On the employment front: today’s report on new claims for unemployment assistance was disappointing. You may recall that last week we saw a sudden jump in claims back beyond the 400,000 level analysts harp on a sign of returning health in the labor market. The excuse given last week was that there were statistical quirks in the end of first quarter data gathering that would unwind this week. Well not quite. Claims did drop, back to 400,000 from 413,000, but remain stubbornly high. My own rule of thumb is that we need claims to be down around the 325,000 mark before we can call the labor market robust. Obviously we are a long way from there. And progress is still annoyingly halting.
One last thing to bear in mind: the Fed is fast coming up to the end of its existing monetary easing program.
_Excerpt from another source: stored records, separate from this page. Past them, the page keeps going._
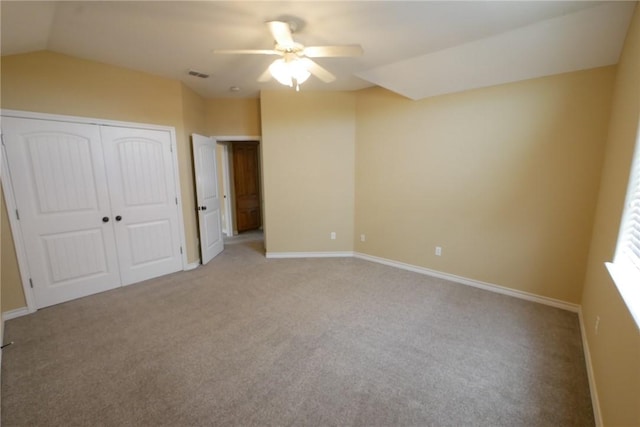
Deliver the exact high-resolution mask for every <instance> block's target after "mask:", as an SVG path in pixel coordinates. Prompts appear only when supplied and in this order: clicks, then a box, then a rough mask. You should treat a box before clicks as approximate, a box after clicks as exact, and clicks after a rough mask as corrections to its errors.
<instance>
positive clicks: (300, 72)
mask: <svg viewBox="0 0 640 427" xmlns="http://www.w3.org/2000/svg"><path fill="white" fill-rule="evenodd" d="M269 72H270V73H271V75H272V76H273V78H274V79H276V80H277V81H278V82H279V83H280V84H283V85H285V86H289V87H293V84H294V83H295V84H296V90H299V89H300V85H301V84H302V83H304V82H305V81H307V79H308V78H309V76H310V75H311V73H310V72H309V70H307V67H306V65H305V63H304V62H303V61H301V60H300V59H299V58H294V59H290V58H280V59H276V60H275V61H273V63H272V64H271V65H270V66H269Z"/></svg>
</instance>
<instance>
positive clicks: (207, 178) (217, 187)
mask: <svg viewBox="0 0 640 427" xmlns="http://www.w3.org/2000/svg"><path fill="white" fill-rule="evenodd" d="M191 139H192V143H193V163H194V169H195V174H196V198H197V204H198V224H199V226H200V252H201V257H202V264H206V263H207V262H209V261H211V260H212V259H213V258H214V257H215V256H216V255H218V254H219V253H220V252H222V250H223V249H224V240H223V239H222V219H221V217H220V196H219V195H218V182H217V180H218V174H217V172H216V167H217V163H216V143H215V141H214V140H213V138H207V137H205V136H201V135H197V134H195V133H194V134H192V135H191Z"/></svg>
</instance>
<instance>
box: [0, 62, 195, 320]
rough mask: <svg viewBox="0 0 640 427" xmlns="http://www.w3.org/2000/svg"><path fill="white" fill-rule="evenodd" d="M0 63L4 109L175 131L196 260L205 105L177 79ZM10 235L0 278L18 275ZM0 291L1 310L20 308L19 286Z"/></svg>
mask: <svg viewBox="0 0 640 427" xmlns="http://www.w3.org/2000/svg"><path fill="white" fill-rule="evenodd" d="M1 61H2V62H1V66H2V82H1V85H2V86H1V89H2V92H1V98H0V100H1V103H0V106H1V107H2V108H5V109H15V110H26V111H36V112H43V113H52V114H65V115H73V116H82V117H94V118H101V119H109V120H122V121H129V122H139V123H149V124H158V125H165V126H173V127H175V128H176V139H177V145H178V147H177V148H178V163H179V165H178V167H179V173H180V185H181V193H182V202H183V209H184V210H183V213H184V220H185V233H186V244H187V248H186V250H187V258H188V260H189V262H195V261H196V260H197V259H198V253H197V246H196V237H197V236H196V235H195V234H194V230H195V201H194V194H193V177H192V175H190V174H191V154H190V153H191V151H190V150H191V149H190V141H189V138H188V135H190V134H191V132H194V131H199V132H205V131H206V127H205V122H204V116H203V114H204V111H205V106H204V101H203V100H202V99H201V98H200V97H199V96H198V95H196V94H195V93H193V92H192V91H191V90H190V89H188V88H187V87H185V86H184V85H182V83H180V82H179V81H175V80H170V79H166V78H162V77H157V76H153V75H150V74H146V73H141V72H137V71H132V70H127V69H123V68H119V67H115V66H111V65H106V64H101V63H97V62H93V61H87V60H83V59H78V58H74V57H70V56H66V55H61V54H57V53H53V52H47V51H42V52H35V53H30V54H23V55H11V56H3V57H2V59H1ZM199 116H200V117H199ZM9 235H10V234H9V233H2V247H3V248H5V249H7V250H6V251H5V253H4V254H3V258H2V259H3V265H2V270H3V277H4V278H6V277H18V269H17V268H18V267H17V265H15V264H14V262H13V261H11V260H13V259H15V252H14V251H13V248H12V246H11V245H10V244H9V243H8V242H7V238H8V237H9ZM8 248H10V250H9V249H8ZM7 252H10V253H7ZM5 255H6V256H5ZM5 261H6V264H5V263H4V262H5ZM5 269H6V271H5ZM2 288H3V289H2V293H3V295H4V296H5V298H6V299H7V302H6V304H3V305H4V306H3V309H12V308H18V307H13V306H14V304H16V303H15V301H19V300H20V298H19V294H20V293H21V292H22V289H21V284H20V283H19V282H18V283H14V282H13V280H12V281H10V282H5V281H4V280H3V281H2ZM24 305H25V304H24V301H23V300H22V304H21V306H24Z"/></svg>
Its QE2 series of asset purchases will end in a month and a half. That opens up the debate about what to do next. Should it continue with easy money? Or should it begin to tighten?
Naturally the hawks are circling and calling for an earlier tightening. They point to the spike in consumer prices as evidence that there is more inflationary bias in the economy than is healthy, and that, since growth is now assured, we should shift towards an anti-inflationary stance.
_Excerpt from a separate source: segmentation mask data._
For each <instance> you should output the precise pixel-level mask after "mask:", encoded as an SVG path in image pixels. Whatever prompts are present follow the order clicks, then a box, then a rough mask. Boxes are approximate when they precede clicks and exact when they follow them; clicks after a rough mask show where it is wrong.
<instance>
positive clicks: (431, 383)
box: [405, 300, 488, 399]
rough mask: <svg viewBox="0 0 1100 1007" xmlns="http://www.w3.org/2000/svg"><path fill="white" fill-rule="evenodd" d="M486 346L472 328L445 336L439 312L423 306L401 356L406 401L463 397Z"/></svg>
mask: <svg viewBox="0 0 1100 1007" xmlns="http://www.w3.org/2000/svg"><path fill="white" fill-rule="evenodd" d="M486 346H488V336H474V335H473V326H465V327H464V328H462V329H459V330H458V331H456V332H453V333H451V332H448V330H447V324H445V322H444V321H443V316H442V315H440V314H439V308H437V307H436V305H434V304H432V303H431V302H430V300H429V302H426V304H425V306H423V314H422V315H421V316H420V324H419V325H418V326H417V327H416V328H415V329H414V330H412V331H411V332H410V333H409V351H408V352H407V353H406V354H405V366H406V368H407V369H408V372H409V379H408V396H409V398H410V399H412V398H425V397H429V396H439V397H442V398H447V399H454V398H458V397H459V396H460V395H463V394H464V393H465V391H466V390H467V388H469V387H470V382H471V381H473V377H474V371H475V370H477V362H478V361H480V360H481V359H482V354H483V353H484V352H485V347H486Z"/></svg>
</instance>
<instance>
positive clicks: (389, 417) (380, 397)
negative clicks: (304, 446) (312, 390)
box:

As you can tell from my earlier comments I am not so certain about the economy’s growth pattern. Further, my view is that inflation is only a surface phenomenon at present – wages are the real driver of long term inflation, and they are flat – and that austerity budgets will slow the economy from what already appears to be a weak path. Add this all together and there is no justification at all for a tightening. None.
Indeed if we look at the simple Taylor rule often used to indicate the target level of interest rates, we should be calling for substantial easing. The target rate at present is still negative at between -4% and -5%. Since we cannot get negative rates from our current position the only alternative would be to re-up and go for QE3. In the current political environment I doubt that will happen. So the best we can hope for is neutrality for the rest of this year and at least a postponement of a rate hike until next year. Maybe not even then. The irony, of course, in this discussion is that one way to get negative rates would be to allow inflation to rise so a close to zero nominal rate is turned into a sharply negative real rate. But the hawks want to go in the opposite direction. Why? To curtail the very inflation that would have helped. This is truly messed up policy making.
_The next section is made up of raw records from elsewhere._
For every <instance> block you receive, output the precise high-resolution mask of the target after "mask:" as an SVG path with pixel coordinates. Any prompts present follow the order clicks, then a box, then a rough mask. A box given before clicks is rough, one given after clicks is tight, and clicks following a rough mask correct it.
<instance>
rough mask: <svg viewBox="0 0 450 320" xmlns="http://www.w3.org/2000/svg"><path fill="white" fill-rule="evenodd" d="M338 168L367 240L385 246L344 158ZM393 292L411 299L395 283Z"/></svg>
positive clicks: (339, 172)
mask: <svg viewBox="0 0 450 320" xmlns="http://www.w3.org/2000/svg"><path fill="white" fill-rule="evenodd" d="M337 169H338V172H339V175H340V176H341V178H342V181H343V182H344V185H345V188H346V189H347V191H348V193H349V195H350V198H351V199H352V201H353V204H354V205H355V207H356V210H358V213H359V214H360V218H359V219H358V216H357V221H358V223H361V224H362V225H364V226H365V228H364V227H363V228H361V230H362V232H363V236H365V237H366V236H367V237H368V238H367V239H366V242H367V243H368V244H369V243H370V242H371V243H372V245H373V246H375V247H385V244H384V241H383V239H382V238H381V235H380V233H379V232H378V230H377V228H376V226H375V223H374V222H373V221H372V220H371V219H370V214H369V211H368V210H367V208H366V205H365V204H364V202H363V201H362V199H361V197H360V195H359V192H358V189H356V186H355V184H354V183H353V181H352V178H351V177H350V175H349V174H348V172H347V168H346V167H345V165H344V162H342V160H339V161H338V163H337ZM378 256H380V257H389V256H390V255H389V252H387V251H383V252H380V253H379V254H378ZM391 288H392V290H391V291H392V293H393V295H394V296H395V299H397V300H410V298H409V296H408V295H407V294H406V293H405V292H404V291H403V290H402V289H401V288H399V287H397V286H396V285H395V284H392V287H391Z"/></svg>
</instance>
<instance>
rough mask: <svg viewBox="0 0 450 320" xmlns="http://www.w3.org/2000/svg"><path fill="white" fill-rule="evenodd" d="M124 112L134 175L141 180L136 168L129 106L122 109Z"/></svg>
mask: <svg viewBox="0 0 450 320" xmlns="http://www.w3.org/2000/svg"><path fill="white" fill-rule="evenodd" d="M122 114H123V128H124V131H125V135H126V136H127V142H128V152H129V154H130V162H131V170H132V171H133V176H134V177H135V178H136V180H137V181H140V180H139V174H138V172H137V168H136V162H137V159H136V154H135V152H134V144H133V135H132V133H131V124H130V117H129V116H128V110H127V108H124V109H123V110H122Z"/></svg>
If this is the best scenario we can hope for we are in trouble. Why?
Because all those wobbly indicators, the persistence of high unemployment, a rotten real estate market, distortions in global inflation and trade balances, tightening fiscal policy, and now an end to easy monetary policy combine to suggest slower growth and rising risk.
This is, I am afraid, the price we pay for weakness in 2009/2010 when the opportunity for clear and bold policy was spurned for a muddle through approach on fiscal policy. When the inevitable fiscal burden of cleaning up the mess foisted on us all by the banks caught everyone’s attention, and started a panic – wrongly – over short term budget and debt problems, we were never going to be able to go back and take a second, better, shot at stimulus. Policy has taken on a patchwork texture since, with small side deals taking the place of grand, coordinated, head on attacks on our problems.
So timidity at the top, and a determination to preserve rather than reform the financial system, no matter how rotten it is, has led us into this sideways motion. Neither accelerating nor, yet, declining.
Today’s data confirm that this recovery is just not very strong.
For that, we have only ourselves to blame.